The flatten attribute on a function tells the compiler to recursively
inline all calls within it. The DFS entryoint _M_dfs, now that it's
non-recursive, is a good candidate for this attribute because its
implementation spans multiple subroutines that are only called from
_M_dfs, and so should obviously be inlined, but the compiler doesn't
know this (specifically it doesn't know that the subroutines are used
in the same way by every TU).
We could instead annotate each of its subroutines with always_inline,
but this forces the function to get inlined even with -O0, which we
don't really want here, whereas flatten only has an effect when
compiling with optimizations AFAICT. It also has the benefit of
inlining all the repetitive std::vector operations which themselves
are quite hot.
So this patch adds flatten to _M_dfs. For the microbenchmark
for (int i = 0; i < 10000; i++)
std::regex_match(std::string(200, 'a'), std::regex("(a|b|c)*"));
(with both regex_match and _M_dfs additionally marked noinline to
prevent overfitting) this reduces run time by 50% and code size by 15%
with -O2. With -Os, run time is reduced by 30% and code size by 20%.

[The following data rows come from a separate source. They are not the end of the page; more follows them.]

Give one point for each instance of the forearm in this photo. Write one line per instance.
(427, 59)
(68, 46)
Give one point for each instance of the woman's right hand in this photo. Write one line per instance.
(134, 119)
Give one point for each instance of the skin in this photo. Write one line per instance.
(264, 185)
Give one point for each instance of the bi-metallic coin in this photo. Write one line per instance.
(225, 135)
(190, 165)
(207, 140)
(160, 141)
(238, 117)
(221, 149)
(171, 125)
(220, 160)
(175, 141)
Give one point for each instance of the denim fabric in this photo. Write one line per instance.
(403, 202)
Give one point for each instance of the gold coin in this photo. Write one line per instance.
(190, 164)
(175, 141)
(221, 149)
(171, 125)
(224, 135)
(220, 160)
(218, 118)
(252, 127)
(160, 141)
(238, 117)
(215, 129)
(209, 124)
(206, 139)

(The main potential downside of flatten, as I understand it, is increased
code size but here we get overall smaller code since the aggressive
inlining exposes further simplifications.)
libstdc++-v3/ChangeLog:
* include/bits/regex_executor.tcc (__detail::_Executor:_M_dfs):
Add [[gnu::flatten]] attribute.
---
libstdc++-v3/include/bits/regex_executor.tcc | 1 +
1 file changed, 1 insertion(+)
diff --git a/libstdc++-v3/include/bits/regex_executor.tcc
b/libstdc++-v3/include/bits/regex_executor.tcc
index 0d45c2b963a5..b0238945afb7 100644
--- a/libstdc++-v3/include/bits/regex_executor.tcc
+++ b/libstdc++-v3/include/bits/regex_executor.tcc
@@ -604,6 +604,7 @@ _GLIBCXX_BEGIN_INLINE_ABI_NAMESPACE(_V2)
template<typename _BiIter, typename _Alloc, typename _TraitsT,
bool __dfs_mode>
+ [[__gnu__::__flatten__]]
void _Executor<_BiIter, _Alloc, _TraitsT, __dfs_mode>::
_M_dfs(_Match_mode __match_mode, _StateIdT __start)
{
--
2.53.0.rc1.65.gea24e2c554